Insert picture description here

The work-stealing algorithm
ForkJoin uses a work-stealing algorithm. If the task queue of a worker thread is empty and there is no task to execute, it will obtain tasks from other worker threads for active execution. In order to achieve work stealing, a double-ended queue is maintained in the worker thread, the stealing task thread gets the task from the end of the queue, and the stolen task thread gets the task from the head of the queue. This mechanism makes full use of threads for parallel computing, reducing thread competition. But when there is only one task in the queue, two threads to fetch it will cause a waste of resources.

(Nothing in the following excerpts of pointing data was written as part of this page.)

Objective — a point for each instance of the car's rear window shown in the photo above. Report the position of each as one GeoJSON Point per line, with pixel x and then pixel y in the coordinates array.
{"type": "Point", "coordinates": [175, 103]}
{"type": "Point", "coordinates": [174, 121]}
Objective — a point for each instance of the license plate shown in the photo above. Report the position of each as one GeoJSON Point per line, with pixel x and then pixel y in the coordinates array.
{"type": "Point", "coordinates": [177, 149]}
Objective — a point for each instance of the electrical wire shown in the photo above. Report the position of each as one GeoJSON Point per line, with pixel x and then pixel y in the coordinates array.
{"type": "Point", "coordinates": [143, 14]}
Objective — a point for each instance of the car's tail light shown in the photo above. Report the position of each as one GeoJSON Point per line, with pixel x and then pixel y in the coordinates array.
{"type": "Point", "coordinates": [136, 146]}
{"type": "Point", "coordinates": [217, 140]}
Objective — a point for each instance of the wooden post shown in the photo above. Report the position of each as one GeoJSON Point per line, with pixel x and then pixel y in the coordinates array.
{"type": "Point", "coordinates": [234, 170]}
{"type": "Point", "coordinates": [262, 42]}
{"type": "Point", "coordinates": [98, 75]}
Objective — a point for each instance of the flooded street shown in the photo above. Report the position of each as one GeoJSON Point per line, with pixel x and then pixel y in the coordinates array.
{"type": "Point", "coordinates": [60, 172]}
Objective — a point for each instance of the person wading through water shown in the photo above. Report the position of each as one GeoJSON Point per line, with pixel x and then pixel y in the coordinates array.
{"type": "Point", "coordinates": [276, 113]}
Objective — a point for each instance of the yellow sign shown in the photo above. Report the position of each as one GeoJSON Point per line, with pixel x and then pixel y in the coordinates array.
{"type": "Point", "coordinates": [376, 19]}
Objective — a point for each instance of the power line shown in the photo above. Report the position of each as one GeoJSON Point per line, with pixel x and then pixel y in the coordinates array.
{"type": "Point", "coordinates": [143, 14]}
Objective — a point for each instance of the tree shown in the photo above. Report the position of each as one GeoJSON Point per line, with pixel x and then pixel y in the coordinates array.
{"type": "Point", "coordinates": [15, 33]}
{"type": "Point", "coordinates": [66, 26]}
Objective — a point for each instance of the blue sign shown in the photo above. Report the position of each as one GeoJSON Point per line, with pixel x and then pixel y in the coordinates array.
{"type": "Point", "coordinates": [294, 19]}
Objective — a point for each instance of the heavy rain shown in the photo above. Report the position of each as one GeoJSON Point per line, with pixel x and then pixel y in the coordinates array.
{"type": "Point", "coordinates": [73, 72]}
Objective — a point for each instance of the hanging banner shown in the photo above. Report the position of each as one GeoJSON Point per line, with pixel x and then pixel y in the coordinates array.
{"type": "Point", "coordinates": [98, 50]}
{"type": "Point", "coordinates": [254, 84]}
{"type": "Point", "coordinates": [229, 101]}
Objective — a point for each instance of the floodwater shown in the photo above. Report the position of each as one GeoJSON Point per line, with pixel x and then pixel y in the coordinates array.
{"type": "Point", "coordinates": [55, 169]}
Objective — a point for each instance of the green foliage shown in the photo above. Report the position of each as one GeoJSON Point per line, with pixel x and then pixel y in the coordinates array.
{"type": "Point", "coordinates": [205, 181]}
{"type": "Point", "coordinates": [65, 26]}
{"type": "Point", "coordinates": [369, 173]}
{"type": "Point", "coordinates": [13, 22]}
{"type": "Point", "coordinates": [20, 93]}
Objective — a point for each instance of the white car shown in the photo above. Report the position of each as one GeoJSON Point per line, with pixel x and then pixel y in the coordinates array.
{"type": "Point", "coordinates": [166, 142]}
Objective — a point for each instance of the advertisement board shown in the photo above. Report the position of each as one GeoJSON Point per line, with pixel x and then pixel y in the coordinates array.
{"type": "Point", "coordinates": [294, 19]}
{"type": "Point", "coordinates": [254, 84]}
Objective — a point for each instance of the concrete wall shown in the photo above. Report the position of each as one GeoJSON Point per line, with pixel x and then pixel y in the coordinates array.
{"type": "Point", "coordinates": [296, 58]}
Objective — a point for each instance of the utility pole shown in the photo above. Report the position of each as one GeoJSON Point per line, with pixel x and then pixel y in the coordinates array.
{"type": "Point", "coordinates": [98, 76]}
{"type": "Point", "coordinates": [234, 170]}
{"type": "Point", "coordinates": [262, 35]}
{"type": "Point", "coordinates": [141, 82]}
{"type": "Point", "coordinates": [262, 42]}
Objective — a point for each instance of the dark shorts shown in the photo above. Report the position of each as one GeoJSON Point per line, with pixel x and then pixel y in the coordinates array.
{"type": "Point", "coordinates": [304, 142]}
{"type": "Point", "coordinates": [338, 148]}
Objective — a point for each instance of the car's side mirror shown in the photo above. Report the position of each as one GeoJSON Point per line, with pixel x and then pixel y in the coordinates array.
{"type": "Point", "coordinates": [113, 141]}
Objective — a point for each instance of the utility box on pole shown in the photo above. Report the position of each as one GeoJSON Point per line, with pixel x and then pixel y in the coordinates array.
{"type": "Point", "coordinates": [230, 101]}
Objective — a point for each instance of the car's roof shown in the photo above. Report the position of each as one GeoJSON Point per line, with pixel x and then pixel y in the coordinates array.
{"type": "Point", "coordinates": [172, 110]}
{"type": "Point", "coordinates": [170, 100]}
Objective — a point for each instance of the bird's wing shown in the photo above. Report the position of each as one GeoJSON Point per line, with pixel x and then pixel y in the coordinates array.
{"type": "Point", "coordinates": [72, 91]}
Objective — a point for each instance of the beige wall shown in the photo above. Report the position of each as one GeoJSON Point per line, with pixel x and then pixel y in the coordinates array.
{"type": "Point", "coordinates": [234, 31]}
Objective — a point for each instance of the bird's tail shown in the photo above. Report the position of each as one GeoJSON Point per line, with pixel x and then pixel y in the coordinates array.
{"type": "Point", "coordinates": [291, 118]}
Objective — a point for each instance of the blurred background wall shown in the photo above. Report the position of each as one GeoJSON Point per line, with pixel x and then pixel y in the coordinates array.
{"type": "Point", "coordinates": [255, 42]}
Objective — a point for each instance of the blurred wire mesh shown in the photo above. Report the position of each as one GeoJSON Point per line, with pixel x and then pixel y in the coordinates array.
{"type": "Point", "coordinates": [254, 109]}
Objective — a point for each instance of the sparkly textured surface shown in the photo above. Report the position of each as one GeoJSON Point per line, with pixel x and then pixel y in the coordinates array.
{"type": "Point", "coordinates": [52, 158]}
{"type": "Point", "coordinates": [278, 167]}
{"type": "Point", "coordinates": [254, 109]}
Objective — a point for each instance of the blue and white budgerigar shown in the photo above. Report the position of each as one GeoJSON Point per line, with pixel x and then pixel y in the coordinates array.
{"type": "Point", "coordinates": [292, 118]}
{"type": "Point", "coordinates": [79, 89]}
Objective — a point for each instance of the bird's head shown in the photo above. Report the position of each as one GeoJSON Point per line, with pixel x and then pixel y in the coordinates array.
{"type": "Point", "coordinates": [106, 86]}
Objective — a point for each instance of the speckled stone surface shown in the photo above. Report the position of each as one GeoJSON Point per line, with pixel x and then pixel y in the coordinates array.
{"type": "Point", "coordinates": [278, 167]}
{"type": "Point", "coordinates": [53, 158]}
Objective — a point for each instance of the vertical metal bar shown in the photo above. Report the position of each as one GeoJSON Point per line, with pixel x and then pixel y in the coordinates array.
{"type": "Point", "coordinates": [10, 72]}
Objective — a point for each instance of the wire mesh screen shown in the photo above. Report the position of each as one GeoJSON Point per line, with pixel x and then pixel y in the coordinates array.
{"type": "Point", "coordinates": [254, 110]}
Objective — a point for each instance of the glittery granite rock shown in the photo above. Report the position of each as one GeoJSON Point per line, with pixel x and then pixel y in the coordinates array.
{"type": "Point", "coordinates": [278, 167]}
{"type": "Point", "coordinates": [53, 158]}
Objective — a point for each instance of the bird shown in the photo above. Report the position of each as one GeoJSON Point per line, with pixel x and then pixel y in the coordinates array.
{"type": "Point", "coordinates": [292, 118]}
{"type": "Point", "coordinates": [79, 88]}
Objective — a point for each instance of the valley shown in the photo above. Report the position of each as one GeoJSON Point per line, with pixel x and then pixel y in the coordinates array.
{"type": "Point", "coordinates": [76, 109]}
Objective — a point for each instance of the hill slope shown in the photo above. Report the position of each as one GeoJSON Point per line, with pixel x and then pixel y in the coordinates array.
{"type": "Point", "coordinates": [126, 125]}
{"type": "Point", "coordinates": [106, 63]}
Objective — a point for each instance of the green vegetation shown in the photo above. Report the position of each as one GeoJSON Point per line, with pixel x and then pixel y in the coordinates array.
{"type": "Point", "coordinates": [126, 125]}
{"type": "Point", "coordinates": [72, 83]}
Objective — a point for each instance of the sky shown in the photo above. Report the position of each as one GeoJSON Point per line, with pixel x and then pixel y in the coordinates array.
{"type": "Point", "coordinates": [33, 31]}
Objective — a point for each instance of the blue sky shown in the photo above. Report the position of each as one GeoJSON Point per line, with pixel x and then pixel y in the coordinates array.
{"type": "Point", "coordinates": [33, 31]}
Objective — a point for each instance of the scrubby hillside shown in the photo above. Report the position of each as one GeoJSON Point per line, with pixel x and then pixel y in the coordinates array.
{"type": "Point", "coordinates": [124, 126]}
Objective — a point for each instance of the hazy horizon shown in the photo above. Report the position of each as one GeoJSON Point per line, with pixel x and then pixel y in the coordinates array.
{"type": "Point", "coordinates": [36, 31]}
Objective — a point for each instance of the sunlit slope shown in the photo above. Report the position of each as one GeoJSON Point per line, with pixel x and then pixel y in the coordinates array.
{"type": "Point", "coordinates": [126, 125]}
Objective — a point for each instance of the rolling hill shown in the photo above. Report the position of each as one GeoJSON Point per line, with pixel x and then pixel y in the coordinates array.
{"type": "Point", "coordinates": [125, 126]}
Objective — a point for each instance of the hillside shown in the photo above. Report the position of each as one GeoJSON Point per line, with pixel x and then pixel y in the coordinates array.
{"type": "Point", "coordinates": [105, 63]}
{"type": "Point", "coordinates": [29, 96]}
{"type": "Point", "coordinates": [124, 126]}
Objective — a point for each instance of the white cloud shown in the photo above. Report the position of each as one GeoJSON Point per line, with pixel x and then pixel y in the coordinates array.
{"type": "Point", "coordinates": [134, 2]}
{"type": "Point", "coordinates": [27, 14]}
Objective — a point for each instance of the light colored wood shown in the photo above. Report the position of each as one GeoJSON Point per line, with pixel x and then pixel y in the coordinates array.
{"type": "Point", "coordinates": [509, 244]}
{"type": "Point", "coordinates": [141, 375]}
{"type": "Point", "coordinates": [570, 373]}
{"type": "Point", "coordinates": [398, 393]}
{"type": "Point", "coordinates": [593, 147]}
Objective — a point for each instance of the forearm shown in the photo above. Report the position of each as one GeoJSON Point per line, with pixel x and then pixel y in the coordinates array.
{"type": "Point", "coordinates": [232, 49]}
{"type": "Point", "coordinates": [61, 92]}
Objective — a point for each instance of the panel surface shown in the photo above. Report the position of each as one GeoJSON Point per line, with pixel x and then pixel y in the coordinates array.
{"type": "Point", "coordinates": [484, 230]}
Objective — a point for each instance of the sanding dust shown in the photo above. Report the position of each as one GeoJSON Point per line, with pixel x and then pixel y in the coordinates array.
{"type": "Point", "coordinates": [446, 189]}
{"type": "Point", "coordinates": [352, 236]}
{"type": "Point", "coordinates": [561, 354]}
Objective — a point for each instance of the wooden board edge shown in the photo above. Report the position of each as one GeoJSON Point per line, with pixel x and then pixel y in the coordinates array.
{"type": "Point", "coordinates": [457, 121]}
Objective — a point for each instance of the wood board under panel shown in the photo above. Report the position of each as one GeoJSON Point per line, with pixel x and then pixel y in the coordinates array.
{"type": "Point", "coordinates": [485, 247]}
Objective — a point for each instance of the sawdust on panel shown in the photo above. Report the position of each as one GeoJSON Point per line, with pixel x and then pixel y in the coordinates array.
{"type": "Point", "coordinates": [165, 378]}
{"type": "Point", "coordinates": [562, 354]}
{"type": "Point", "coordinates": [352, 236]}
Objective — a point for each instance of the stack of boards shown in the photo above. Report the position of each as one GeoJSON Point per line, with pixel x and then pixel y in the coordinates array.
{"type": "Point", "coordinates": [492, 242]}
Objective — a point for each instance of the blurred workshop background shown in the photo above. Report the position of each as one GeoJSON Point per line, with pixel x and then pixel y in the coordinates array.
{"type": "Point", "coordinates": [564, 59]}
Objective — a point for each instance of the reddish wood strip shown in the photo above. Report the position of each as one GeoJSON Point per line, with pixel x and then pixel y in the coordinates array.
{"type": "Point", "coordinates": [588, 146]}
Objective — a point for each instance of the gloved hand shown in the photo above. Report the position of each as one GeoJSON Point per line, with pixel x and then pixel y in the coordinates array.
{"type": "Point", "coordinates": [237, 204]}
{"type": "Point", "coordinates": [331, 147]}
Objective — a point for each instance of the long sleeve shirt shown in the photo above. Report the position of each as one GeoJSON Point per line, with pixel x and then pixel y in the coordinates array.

The operation flow chart of work stealing is as follows:

Insert picture description here

Fork/Join core class
Fork/Join framework is mainly composed of two parts: subtasks and task scheduling. The class hierarchy diagram is as follows.

image
image

ForkJoinPool

ForkJoinPool is the task scheduler in the ForkJoin framework. It implements its own thread pool like ThreadPoolExecutor and provides three methods for scheduling subtasks:

execute: execute the specified task asynchronously, no result is returned;
invoke, invokeAll: execute the specified task asynchronously, wait for the completion to return the result;
submit: execute the specified task asynchronously, and return a Future object immediately;
ForkJoinTask
actual execution in the Fork/Join framework The task class has the following two implementations. Generally, these two implementation classes can be inherited.

RecursiveAction: used for subtasks with no results returned;
RecursiveTask: used for subtasks with results returned;

Fork/Join framework combat

The following is a small example of Fork/Join. From 1+2+…1 billion, each task can only process 1000 numbers and add them. If more than 1000 are automatically decomposed into small tasks for parallel processing; Comparison of time consumption between Join and use.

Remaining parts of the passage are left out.